Once I started working on the “real problem”, I spent a solid week:
- First on a branch to add hash codes, using the new serialization mechanisms from PostGIS 3.
- Then on a unified caching system to replace the old in-memory index cache.
And then I threw all that work away, and in about 3 hours, wrote and tested the final patch that gave a 20x performance boost.
So, was this a success or a failure?
I’ve become inured to the huge mismatch in “time spent versus code produced”, particularly when debugging. Spending 8 hours stepping through a debugger to generate a one-line patch is pretty routine.
But something about the mismatch between my grandious and complex solution (partial retrieval! hash code!) and the final solution (just ask! try the half-measure! see if it’s better!) has really gotten on my nerves.
I like the win, but the path was a long and windy one, and PostGIS users have had slower queries than necessary for years because I failed to pose my simple question to the people who had an answer.
The Successful Success
Contra to that story of the past couple weeks, this week has been a raging success. I keep pinching myself and waiting for something to go wrong.
A number of years ago, JTS got an improvement to robustness in some operations by doing determinant calculations in higher precision than the default IEEE double precision.
Those changes didn’t make it into GEOS. There was an experimental branch, that Mateusz Loskot put together, and it sat un-merged for years, until I picked it up last fall, rebased it and merged it. I did so thinking that was the fastest way, and probably it was, but it included a dependency on a full-precision math library, ttmath, which I added to our tree.
Unfortunately, ttmath is basically unmaintained now.
And ttmath is arbitrary precision, while we really only need “higher precision”. JTS just uses a “double double” implementation, that uses the register space of two doubles for higher precision calculations.
And ttmath doesn’t support big-endian platforms (like Sparc, Power, and other chips), which was the real problem. We couldn’t go on into the future without support for these niche-but-not-uncommon platforms.
And ttmath includes some fancy assembly language that makes the build system more complex.

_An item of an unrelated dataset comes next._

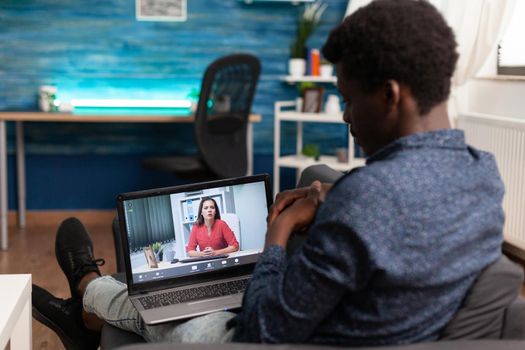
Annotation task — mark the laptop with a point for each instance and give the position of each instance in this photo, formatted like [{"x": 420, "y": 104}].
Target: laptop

Fortunately, the JTS DD is really not that large, and it has no endian assumptions in it, so I ported it and tested it out against ttmath.
It’s smaller.
It’s faster. (About 5-10%. Yes, even though it uses no special assembly tricks, probably because it doesn’t have to deal with arbitrary precision.)
And here’s the huge surprise: it caused zero regression failures! It has exactly the same behaviour as the old implementation!
So needless to say, once the branch was stable, I merged it in and stood there in wonderment. It seems implausable that something as foundational as the math routines could be swapped out without breaking something.
The whole thing took just a few days, and it was so painless that I’ve also made a patch to the 3.8 stable series to bring the new code back for big endian platform support in the mean time.
The next few days I’ll be doing ports of JTS features and fixes that are net-new to GEOS, contemplative work that isn’t too demanding.
Some days everything is easy.
Some days everything is hard.
Don’t let the hard days hold you back!